Luke’s voice was droning in my ears. I was used to that—our cubicles were close enough together, even being in different parts of the Quad—but there was something decidedly nicer when I heard it reverberating from his chest, his hand stroking through my hair.

My eyes were closed, but I could imagine Luke’s face as he spoke to his grandmother on the phone. I was thankful I had resisted the urge to make fun of him for calling his grandma when he first mentioned it. He had explained his family, how his grandparents had raised him, how close he was to them. I could hear it in his voice now.

“Yes, we’re—getting along. It’s not so bad, not as bad as I thought it might be.” He tugged at my ear, and I fought to stay quiet. He had asked me not to say anything incriminating.

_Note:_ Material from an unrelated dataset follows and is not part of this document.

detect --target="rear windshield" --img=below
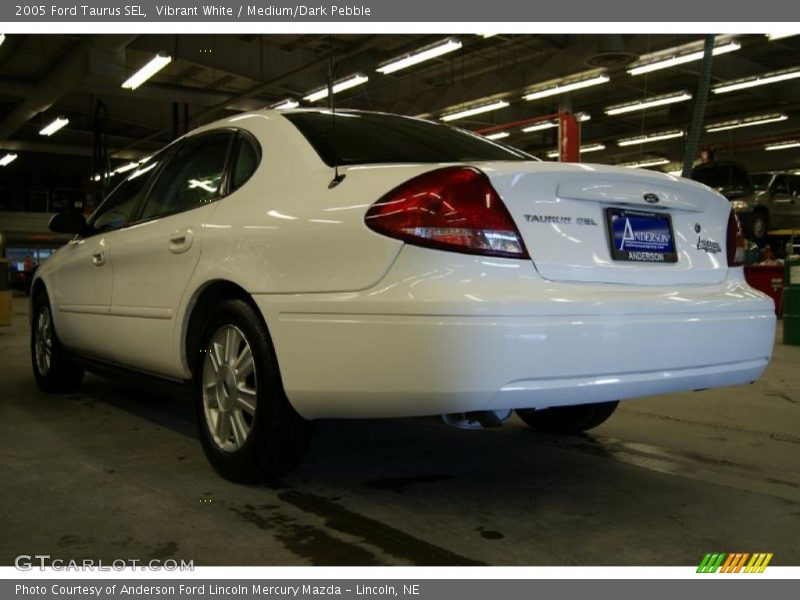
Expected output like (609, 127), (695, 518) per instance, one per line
(283, 111), (535, 166)
(752, 173), (772, 192)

I had rolled my eyes, but—now I heard it. In his voice. The words he carefully chose when he spoke about the trip. It was more than just not sharing your personal life with your grandparents; it was Luke, carefully walking the line of not coming out.

He would never be able to tell his grandma the truth. I could hear it, easily. The formality, the slow execution of his phrases. It made Luke make more sense to me; every interaction we’d had before this trip, hell, halfway on this trip, had been Luke using the same tone. That careful, dedicated quietness.

He was never going to tell them he was gay.

The knowledge made my chest ache in a way that was almost as surprising as it was painful.

Luke’s hand stilled in my hair as he hung up the phone. “I’ve got to go. Tell Grandpa I called. Yeah—yeah, okay. Okay. Sure. I love—yes, I love you, too. Bye.”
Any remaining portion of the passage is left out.